How we hire people says a lot about our company culture in general – so hiring teams, think about how you are representing during this whole thing (or, as I mentioned in another post, put yourself in their shoes), and applicants, take note of the process as you determine if this is where you want to be (remember your intuition!).
With that, here are four of my favorite points made in the article…
There’s no silver bullet Some hiring managers will consider only the most perfect candidate. The candidate must have the correct degree, must live within a commutable distance, must have the right niche of skills, must have international experience, must be willing to work for “x” amount of dollars, must love ping pong, and must be able to juggle three cats while riding up a ramp backwards on a unicycle…Your dream engineering candidate…believe it or not might not live within 20 miles from your headquarters. Train and be flexible on relocation (or remote work) if you want your silver bullet. Additionally, if the candidate doesn’t have the degree you want but beaucoup experience in the field then defer to the experience and take advantage of their real-world skills.
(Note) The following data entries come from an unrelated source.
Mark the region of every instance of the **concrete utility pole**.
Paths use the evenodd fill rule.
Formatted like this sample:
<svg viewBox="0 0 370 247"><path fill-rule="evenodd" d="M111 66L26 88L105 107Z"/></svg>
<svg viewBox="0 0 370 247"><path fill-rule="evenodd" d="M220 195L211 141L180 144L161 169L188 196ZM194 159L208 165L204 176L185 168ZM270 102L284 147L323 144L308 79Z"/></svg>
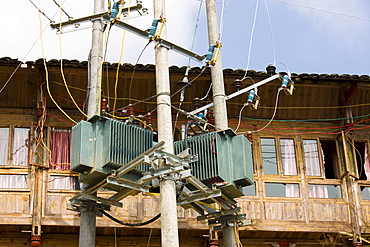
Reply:
<svg viewBox="0 0 370 247"><path fill-rule="evenodd" d="M94 1L94 14L104 12L104 0ZM103 20L93 20L92 44L89 55L89 82L87 95L87 115L92 117L100 114L100 66L103 53ZM80 212L79 247L95 246L96 215L95 209L82 206Z"/></svg>
<svg viewBox="0 0 370 247"><path fill-rule="evenodd" d="M220 41L220 35L218 32L216 0L206 0L206 9L209 44L216 44L216 41ZM228 119L221 54L219 55L216 64L211 67L211 77L215 124L218 128L225 130L228 128ZM226 223L222 227L224 246L234 247L237 246L234 234L234 223L229 224Z"/></svg>
<svg viewBox="0 0 370 247"><path fill-rule="evenodd" d="M216 44L219 41L218 21L216 0L206 0L207 9L207 25L208 25L208 40L209 44ZM213 112L215 123L222 130L229 128L227 120L226 100L224 75L222 71L221 54L219 55L216 64L211 67L212 77L212 92L213 92Z"/></svg>
<svg viewBox="0 0 370 247"><path fill-rule="evenodd" d="M165 16L165 0L154 0L154 18ZM164 28L162 38L166 38ZM158 113L158 141L165 141L165 150L173 153L172 115L170 95L170 75L168 70L167 48L155 46L155 71L157 89ZM161 204L161 242L163 247L178 247L178 222L176 204L176 183L173 177L168 176L160 181Z"/></svg>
Don’t procrastinate Hiring managers are hot to fill their open positions, yet they may take four days to review the resumes passed their way, another week to schedule the interview, and another two weeks after meeting with the candidate to decide if they want to bring the candidate in for another interview. What hiring managers don’t realize is that the superstar candidate is also entertaining offers from other companies and their procrastination might lose them their top draft pick.
Why the candidate should work for you Hiring managers often approach recruiting as though they are speaking to a candidate with seven children in college all of whom need braces and brain surgery. In other words they think most candidates certainly want, if not need, to work for them and thus approach the candidate with a “what can you do for me” attitude rather than “here’s-why-you-should-want-to-work-for-us” attitude… Tell the candidate why they should want to work for your company, and most importantly why they should want to work for you. Don’t assume your job is the Holy Grail for which candidates have long been searching.
“And the sign says ‘long haired freaky people need not apply” “If you don’t walk like me or talk like me then odds are you won’t be successful in this organization.” This often-misguided attitude delays the hiring process and the hiring manager’s odds of finding that superstar candidate. The engineer who designed the Mars Rover landing wears two earrings.